TV Party: The anarchic public access show featuring Chris Stein and Jean-Michel Basquiat
Debbie Harry is on a pogo stick, Fred Schneider is cracking awful jokes while wearing a tall pointy hat, and Robert Fripp is letting loose and joking around. These are all things you’d love to see, right?
If you lived in New York during the late 1970s and ‘80s and found yourself awake past midnight on a Tuesday, you might have been lucky enough to have witnessed them take place. Each of these events happened on Glenn O’Brien’s TV Party, an anarchic chat show that covered the underground of the New York scene and beyond throughout its four-year stint on public access station Manhattan Cable. While few people still discuss its existence in the modern day, its influence still remains strong, and the way in which it brought together cultural figures from all over the musical and artistic landscape for an hour of daft fun.
Glenn O’Brien had been successful as a writer and editor for Andy Warhol’s Interview Magazine and as a member of Warhol’s Factory during the early part of his career, and after an appearance on the similar Coca Crystal variety show that was also a public access broadcast, decided that he would have a go at setting up a show with a similar ethos.
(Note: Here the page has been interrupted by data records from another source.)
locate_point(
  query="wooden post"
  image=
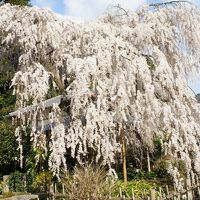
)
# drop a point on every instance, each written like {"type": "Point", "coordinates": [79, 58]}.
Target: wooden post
{"type": "Point", "coordinates": [120, 192]}
{"type": "Point", "coordinates": [5, 184]}
{"type": "Point", "coordinates": [148, 161]}
{"type": "Point", "coordinates": [123, 142]}
{"type": "Point", "coordinates": [167, 190]}
{"type": "Point", "coordinates": [174, 195]}
{"type": "Point", "coordinates": [153, 195]}
{"type": "Point", "coordinates": [160, 192]}
{"type": "Point", "coordinates": [197, 179]}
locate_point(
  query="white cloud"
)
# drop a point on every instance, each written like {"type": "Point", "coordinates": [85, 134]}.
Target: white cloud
{"type": "Point", "coordinates": [84, 10]}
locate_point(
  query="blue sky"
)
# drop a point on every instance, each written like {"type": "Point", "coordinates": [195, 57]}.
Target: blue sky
{"type": "Point", "coordinates": [85, 10]}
Calling out to some of his closest friends in the New York art scene, he quickly established a team who would go on to accompany him throughout the brief period TV Party spent on the air.
Sitting alongside O’Brien as co-host was Blondie’s Chris Stein, a longtime friend of his who was not only experiencing large success with his band at the time but was also a respected record producer and photographer who had connections with lots of acts that were performing at iconic venues such as CBGB’s and the Mudd Club. Also present were the likes of filmmaker Amos Poe as the show’s director, former Warhol collaborator Walter Steding, who headed up the in-house TV Party orchestra with his avant-garde violin playing, and artist Jean-Michel Basquiat, who would regularly operate the live on-screen effects while also handling some of the phone calls from viewers.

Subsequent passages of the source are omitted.